というわけで、この実の名前は当分わかりそうにありません。
実が熟すと、毒々しいほど赤くなります。




しかし、それはいっときで、乾燥すると赤い色はすっかり退色してしまいます。1ヶ月以上経った今では、こんな色になっています。種は、シルバー色で、ビロードのような、すてきな肌触りです。

2010年2月23日火曜日

ひょうきんな豆



後生大事に莢を取っておくと、勝手にはじけてしまうものもあります。これって何? 全然覚えがありません。マメ科の豆だってことだけはわかるのだけれど。

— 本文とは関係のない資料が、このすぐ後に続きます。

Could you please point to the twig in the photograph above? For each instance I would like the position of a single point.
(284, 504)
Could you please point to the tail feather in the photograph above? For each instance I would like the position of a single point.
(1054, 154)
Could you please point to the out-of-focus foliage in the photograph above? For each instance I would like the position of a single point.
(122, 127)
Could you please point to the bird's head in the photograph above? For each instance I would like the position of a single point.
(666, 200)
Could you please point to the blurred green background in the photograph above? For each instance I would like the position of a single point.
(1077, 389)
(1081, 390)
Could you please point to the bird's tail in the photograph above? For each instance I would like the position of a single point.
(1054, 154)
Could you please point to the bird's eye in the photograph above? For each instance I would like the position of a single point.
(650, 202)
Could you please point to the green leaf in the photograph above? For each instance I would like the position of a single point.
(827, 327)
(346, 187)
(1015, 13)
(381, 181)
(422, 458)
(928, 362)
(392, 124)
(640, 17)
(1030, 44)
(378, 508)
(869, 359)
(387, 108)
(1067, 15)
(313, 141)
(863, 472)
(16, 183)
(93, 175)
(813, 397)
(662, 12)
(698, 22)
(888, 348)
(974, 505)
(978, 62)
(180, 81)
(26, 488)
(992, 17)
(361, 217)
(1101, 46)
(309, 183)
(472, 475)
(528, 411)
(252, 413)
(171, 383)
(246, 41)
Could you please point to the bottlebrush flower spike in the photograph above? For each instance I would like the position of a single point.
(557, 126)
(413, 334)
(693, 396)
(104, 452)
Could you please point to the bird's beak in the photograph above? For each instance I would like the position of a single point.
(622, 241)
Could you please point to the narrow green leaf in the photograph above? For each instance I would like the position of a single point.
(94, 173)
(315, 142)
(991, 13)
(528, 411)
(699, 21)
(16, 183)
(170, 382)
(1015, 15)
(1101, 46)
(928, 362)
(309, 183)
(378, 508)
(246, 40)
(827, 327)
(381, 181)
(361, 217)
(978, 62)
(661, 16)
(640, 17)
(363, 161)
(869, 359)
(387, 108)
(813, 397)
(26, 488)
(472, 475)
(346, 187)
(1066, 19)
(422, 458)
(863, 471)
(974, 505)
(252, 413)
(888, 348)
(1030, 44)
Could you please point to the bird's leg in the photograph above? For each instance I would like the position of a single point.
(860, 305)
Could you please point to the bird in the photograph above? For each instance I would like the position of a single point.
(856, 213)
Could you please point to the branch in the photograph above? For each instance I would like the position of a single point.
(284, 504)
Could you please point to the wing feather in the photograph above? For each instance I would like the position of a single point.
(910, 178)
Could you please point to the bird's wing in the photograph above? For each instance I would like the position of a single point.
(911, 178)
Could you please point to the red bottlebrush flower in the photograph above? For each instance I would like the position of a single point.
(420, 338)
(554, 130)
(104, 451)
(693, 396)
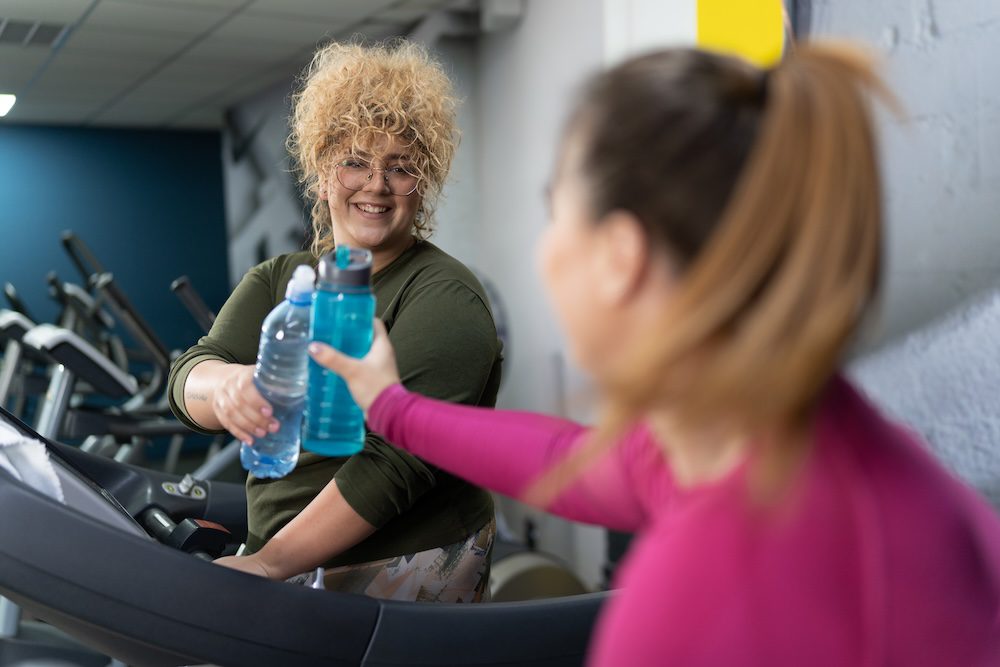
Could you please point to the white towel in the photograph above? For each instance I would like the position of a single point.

それにしてもこの豆、よく見るとひょうきんな顔をしています。ちょっとあっかんべーをしたような。

2010年2月21日日曜日

また、滝の石 



我が家の裏山を少し登ると、滝があります。500メートルほどの低い山なのに、一年中水が枯れることがなく、豊かとまで言えませんが、途絶えない水量があります。
井戸の水も、田んぼの水も、全部山の水のおかげですから、本当にありがたいことです。

冬のあいだは、滝まで散歩しても、あまり水の中に手を入れて、をさがしてみる気はしませんが、それでも水量がとても少ない今ごろ、暖かい日は、水に打たれて丸くなった石を、ちょっとさがしてみたりします。

左上の、層が模様になった石、一番気に入っています。右上の、小石の詰まった石もおもしろい。
ちょっと大雨が降ると、小石は容赦なく流されてしまいますし、流されずに残った石も、私に拾い尽くされた感もありますが、まだまだ楽しんでいます。